PSR J0901-4046

Une équipe de l’université de Sydney a découvert une étoile à neutrons dont la période de rotation est trop lente pour être habituelle. C’est la deuxième en quelques mois…
« Soit on a été très chanceux, soit c’est le début d’une nouvelle ère où on va détecter des objets plus lents, avance Guillaume Voisin, astrophysicien au CNRS, spécialiste des pulsars.

Ledit objet « plus lent » est une étoile à neutrons dotée d’une période de rotation de 76 secondes. Appelé PSR J0901-4046, il a été découvert grâce au réseau de radiotélescopes Meerkat, installé en Afrique du Sud. Et il pourrait n’être que l’un des premiers représentants d’une population de milliers d’autres…

« En théorie, les modèles disent que cet astre ne devrait pas être détectable », affirme Micuela Oertel, directrice de recherche au CNRS. Les étoiles à neutrons sont en effet des résidus compacts et très denses (quelques kilomètres de diamètre) qui se forment lors des explosions d’étoiles massives en supernova. Et certaines d’entre elles deviennent des pulsars : des astres qui tournent très rapidement sur eux-mêmes, avec une fréquence allant de quelques millisecondes à quelques secondes. On détecte ces toupies célestes grâce à leurs émissions radio qui balayent l’espace — exactement comme le fait le faisceau d’un phare. L’observation de ces brèves pulsations radio a donné le nom de pulsar, contraction de pulsating star.

Quand elles vieillissent, ces étoiles ralentissent leur rotation et leurs émissions radio devraient cesser. Avec une période supérieure à 1 minute et un âge estimé à 5,3 milliards d’années, plus aucun faisceau radio n’est censé être émis par PSR J0901-4046. Mais ce qui rend le cas de cet objet particulièrement intéressant, c’est qu’il n’est pas le seul pulsar étrange détecté récemment.

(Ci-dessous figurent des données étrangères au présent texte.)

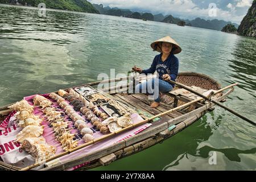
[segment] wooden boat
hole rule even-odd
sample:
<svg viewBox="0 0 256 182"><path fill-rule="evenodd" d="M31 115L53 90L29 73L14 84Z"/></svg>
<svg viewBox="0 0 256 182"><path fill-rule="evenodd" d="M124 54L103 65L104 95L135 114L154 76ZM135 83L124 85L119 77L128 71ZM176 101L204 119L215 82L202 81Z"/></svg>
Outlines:
<svg viewBox="0 0 256 182"><path fill-rule="evenodd" d="M150 77L141 77L139 80L142 82L149 78ZM117 83L121 80L116 78L108 80L108 82ZM217 94L212 97L214 97L214 99L217 101L225 101L226 96L234 90L232 85L221 89L220 83L209 76L200 73L179 73L176 80L204 95L209 95L210 91L215 90ZM84 85L93 86L100 82L97 81ZM124 94L123 92L127 90L126 86L127 85L125 84L108 88L109 93L108 96L136 109L143 119L164 113L172 109L174 110L160 117L160 119L151 122L152 125L150 127L130 138L64 162L44 165L41 170L65 170L75 166L76 167L73 169L79 168L80 169L85 170L101 165L108 165L115 160L162 142L197 121L208 111L214 109L214 104L212 102L198 101L189 104L193 101L197 101L199 97L177 86L175 86L174 90L165 95L168 98L167 101L165 101L166 103L161 103L159 107L152 109L150 106L150 102L146 94ZM115 89L114 92L111 91L113 88ZM224 93L224 90L227 89L229 89L228 91ZM219 92L217 92L216 90ZM183 106L186 103L188 104ZM11 104L0 107L0 123L11 111L7 107L10 105ZM2 159L0 160L0 168L5 170L21 169L20 167L5 163Z"/></svg>

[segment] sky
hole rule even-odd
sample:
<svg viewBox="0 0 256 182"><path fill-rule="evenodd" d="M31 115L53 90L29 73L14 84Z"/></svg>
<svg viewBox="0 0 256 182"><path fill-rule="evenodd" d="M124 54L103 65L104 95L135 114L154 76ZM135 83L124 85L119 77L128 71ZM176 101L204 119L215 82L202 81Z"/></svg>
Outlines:
<svg viewBox="0 0 256 182"><path fill-rule="evenodd" d="M131 11L171 14L192 20L199 17L217 19L240 24L253 0L88 0L104 6L127 9Z"/></svg>

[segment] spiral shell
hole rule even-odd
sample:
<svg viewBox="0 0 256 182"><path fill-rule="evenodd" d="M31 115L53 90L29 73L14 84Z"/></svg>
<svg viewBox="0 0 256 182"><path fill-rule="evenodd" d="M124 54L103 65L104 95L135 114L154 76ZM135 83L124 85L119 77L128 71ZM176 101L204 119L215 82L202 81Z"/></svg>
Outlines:
<svg viewBox="0 0 256 182"><path fill-rule="evenodd" d="M115 121L109 123L108 125L108 127L109 129L109 131L111 133L114 133L122 129L122 126L119 126L117 122Z"/></svg>
<svg viewBox="0 0 256 182"><path fill-rule="evenodd" d="M82 130L82 129L85 127L88 127L87 125L85 123L82 123L79 124L79 126L77 127L77 129L79 129L79 131L81 131L81 130Z"/></svg>
<svg viewBox="0 0 256 182"><path fill-rule="evenodd" d="M58 91L58 94L61 97L63 97L65 94L66 94L67 93L68 93L64 90L60 89Z"/></svg>
<svg viewBox="0 0 256 182"><path fill-rule="evenodd" d="M101 127L100 131L101 133L102 133L104 134L106 134L110 132L109 128L107 126L103 126Z"/></svg>
<svg viewBox="0 0 256 182"><path fill-rule="evenodd" d="M133 121L130 117L122 116L117 119L117 123L123 127L126 127L132 125Z"/></svg>
<svg viewBox="0 0 256 182"><path fill-rule="evenodd" d="M77 119L77 121L76 121L76 122L75 122L75 127L77 127L79 126L79 125L81 123L84 123L85 124L85 122L84 122L84 121L83 120L81 120L81 119Z"/></svg>
<svg viewBox="0 0 256 182"><path fill-rule="evenodd" d="M93 124L95 121L100 121L100 118L94 117L90 119L90 122Z"/></svg>
<svg viewBox="0 0 256 182"><path fill-rule="evenodd" d="M94 139L93 135L86 134L82 137L82 139L85 142L89 142Z"/></svg>
<svg viewBox="0 0 256 182"><path fill-rule="evenodd" d="M81 130L81 134L82 135L84 135L86 134L92 135L93 133L93 131L90 129L89 127L84 127Z"/></svg>

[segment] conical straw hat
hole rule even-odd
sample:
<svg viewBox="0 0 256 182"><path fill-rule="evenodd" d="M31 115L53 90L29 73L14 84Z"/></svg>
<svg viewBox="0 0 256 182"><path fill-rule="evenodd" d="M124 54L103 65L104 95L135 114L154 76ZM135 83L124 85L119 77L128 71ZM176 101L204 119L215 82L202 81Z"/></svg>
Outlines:
<svg viewBox="0 0 256 182"><path fill-rule="evenodd" d="M172 44L174 46L174 47L172 48L172 53L174 54L177 54L181 52L181 48L179 46L179 44L171 37L169 36L165 36L162 39L160 39L159 40L156 40L154 42L153 42L151 46L152 48L154 51L156 51L159 52L162 52L161 49L161 46L159 44L160 42L168 42Z"/></svg>

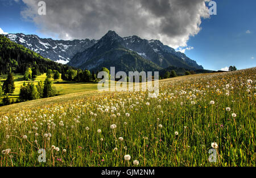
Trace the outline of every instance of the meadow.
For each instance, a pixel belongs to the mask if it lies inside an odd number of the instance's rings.
[[[162,80],[155,98],[92,90],[0,107],[0,166],[255,166],[255,76]]]
[[[7,75],[0,75],[0,82],[2,84],[3,81],[6,79]],[[34,80],[26,81],[23,79],[23,75],[20,74],[14,74],[14,84],[15,86],[15,90],[14,93],[9,95],[11,101],[13,100],[14,102],[19,98],[19,91],[20,87],[25,82],[34,83],[37,85],[40,81],[44,82],[46,78],[46,73],[44,73],[39,76],[37,76]],[[57,95],[63,95],[72,93],[80,92],[85,91],[92,91],[97,90],[97,83],[76,83],[69,81],[65,81],[61,79],[53,80],[53,86],[55,87]],[[2,102],[2,99],[0,98],[0,102]]]

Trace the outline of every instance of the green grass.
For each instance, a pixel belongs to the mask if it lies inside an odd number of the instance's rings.
[[[158,98],[90,91],[1,107],[0,165],[255,166],[255,74],[253,68],[163,80]]]

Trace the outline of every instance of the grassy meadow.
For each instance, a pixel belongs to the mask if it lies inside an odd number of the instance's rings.
[[[0,107],[0,166],[255,166],[255,81],[256,68],[177,77],[155,98],[60,81],[68,95]]]
[[[4,80],[6,79],[7,75],[0,75],[0,81],[3,83]],[[15,90],[13,95],[9,96],[11,101],[13,99],[14,102],[19,98],[19,91],[20,87],[26,83],[33,83],[36,85],[38,82],[44,82],[46,78],[46,74],[37,76],[34,80],[25,81],[23,79],[23,75],[22,74],[14,74],[14,84]],[[53,80],[53,86],[56,88],[58,95],[66,95],[72,93],[80,92],[85,91],[92,91],[97,90],[97,83],[76,83],[68,81],[64,81],[62,79]],[[0,102],[2,100],[0,99]]]

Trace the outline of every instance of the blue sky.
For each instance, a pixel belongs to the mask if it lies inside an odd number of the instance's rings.
[[[217,15],[202,19],[200,32],[187,42],[193,49],[185,53],[207,69],[217,70],[230,65],[238,69],[256,66],[256,1],[216,1]],[[33,22],[22,18],[20,11],[25,7],[21,1],[1,0],[0,28],[9,33],[51,37],[40,33]]]

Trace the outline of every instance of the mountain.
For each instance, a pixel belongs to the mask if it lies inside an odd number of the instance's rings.
[[[15,73],[24,73],[27,67],[36,69],[41,73],[48,69],[63,73],[72,68],[44,58],[0,35],[0,75],[7,74],[10,69]]]
[[[127,71],[154,71],[170,66],[189,70],[203,69],[195,61],[159,40],[137,36],[121,37],[112,31],[100,40],[53,40],[23,33],[6,36],[45,58],[82,69],[98,70],[102,66],[115,66],[117,70]]]
[[[73,41],[53,40],[41,39],[35,35],[23,33],[7,34],[6,36],[11,41],[51,60],[67,63],[77,53],[84,51],[97,43],[89,39]]]
[[[111,31],[94,45],[76,54],[68,65],[90,70],[104,66],[115,66],[116,70],[125,71],[155,71],[169,66],[203,69],[196,61],[159,40],[148,41],[136,36],[122,38]]]

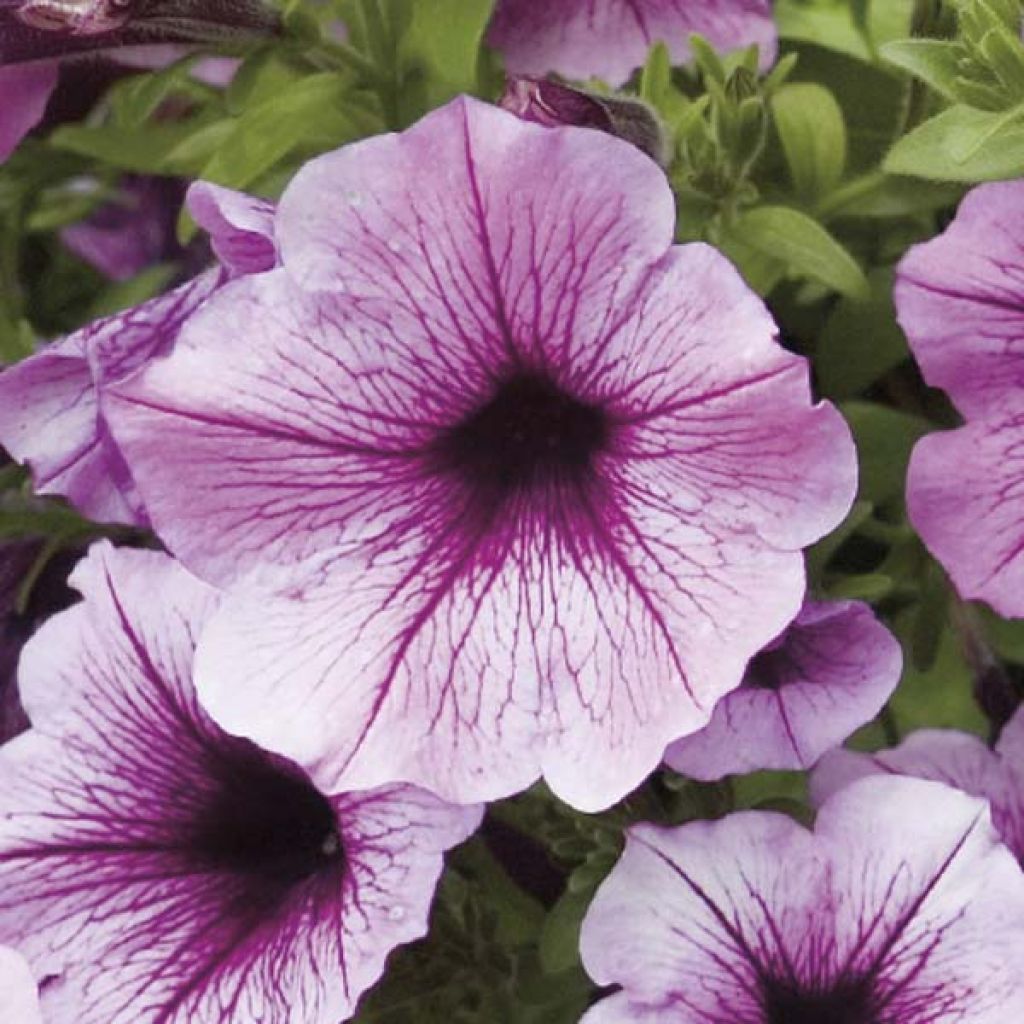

Un précédent encore plus lent

En janvier 2022, une équipe australienne avait repéré, avec l’observatoire de radioastronomie de Murchison, un flash radio qui se répétait toutes les 18 minutes et 11 secondes ! Les autres caractéristiques de l’astre, comme sa très grande luminosité qui implique un fort champ magnétique, suggéraient l’hypothèse d’un magnétar à rotation lente, dont l’existence a été théorisée en 1992, mais jamais observée. Les magnétars sont un autre type d’étoiles à neutrons, avec un intense champ magnétique et des phases de veille et des phases « éruptives » durant lesquelles elles émettent une grande quantité de rayons X et gamma.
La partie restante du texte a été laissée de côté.